In other business at its regular July meeting, the board:

— Welcomed Suzanne Lamendola as coordinator for elementary programs and staff development, a new post. She will be paid $77,500 annually.

“Thank you very much,” Lamendola said to the board. “I’m excited to be here.”

“It’s a different way of doing business for us,” said Weisz;

— Heard an annual report from Sanders on the district’s cell phones. Forty-two cell phones are used by district employees, mostly decision-makers or maintenance workers, Sanders said, and the cost averages $962 per month;

— Awarded a bid, the lowest of five, to Leland Paper Company for toilet tissue at a cost of $14,795;

— Awarded Waste Management of New York, the lowest by far of three bidders, a $40,708.14 contract for garbage, rubbish, and recyclable pickup.

Weisz complimented the districts new waste management system, which Sanders said cut the costs from two years ago about in half;

— Heard praise from O’Connell, whose oldest child graduated last month, for the new graduation venue — the athletic arena at the University at Albany.

“Everyone in my family thought it was wonderful,” she said.

Guilderland commencement ceremonies in recent years had been held at the Empire State Plaza.

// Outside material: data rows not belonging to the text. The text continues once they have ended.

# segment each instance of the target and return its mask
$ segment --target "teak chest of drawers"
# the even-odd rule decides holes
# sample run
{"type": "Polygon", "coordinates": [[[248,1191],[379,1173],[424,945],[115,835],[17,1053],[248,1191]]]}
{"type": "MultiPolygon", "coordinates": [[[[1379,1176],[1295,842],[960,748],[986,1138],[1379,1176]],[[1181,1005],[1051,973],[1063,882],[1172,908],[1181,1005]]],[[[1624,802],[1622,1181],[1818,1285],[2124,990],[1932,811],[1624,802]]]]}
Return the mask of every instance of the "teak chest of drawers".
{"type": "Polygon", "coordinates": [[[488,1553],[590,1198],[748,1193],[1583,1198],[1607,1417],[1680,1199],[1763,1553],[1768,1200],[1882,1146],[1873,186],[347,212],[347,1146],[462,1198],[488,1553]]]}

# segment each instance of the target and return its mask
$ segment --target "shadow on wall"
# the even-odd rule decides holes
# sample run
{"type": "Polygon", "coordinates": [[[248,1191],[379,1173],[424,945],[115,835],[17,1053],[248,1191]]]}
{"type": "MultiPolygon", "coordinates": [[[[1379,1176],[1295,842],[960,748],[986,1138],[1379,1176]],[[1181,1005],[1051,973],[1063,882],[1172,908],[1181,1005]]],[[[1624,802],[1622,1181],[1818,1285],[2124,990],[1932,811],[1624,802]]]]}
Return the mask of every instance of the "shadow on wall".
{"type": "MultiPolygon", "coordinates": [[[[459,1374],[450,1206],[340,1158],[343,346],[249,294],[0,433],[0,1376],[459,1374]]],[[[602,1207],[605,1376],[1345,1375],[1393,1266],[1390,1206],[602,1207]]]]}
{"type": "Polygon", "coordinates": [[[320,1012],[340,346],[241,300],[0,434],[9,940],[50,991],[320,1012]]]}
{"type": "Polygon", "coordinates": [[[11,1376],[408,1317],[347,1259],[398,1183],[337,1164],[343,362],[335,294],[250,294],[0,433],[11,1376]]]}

O’Connell added, “It could be tweaked,” noting more microphones for the chorus and orchestra would make them better heard, and the exit strategy could be improved;

— Heard praise from Weisz on how the new district office space, part of the $27 million building project, is shaping up. The district offices will be moving from their present location on the middle-school campus — once a golfing club — to renovated space at the high school.

“We have professional people; now, we’re going to have professional space,” said Weisz, suggesting an open house for the public; and

— Met in executive session to discuss the search for a new superintendent and a contract.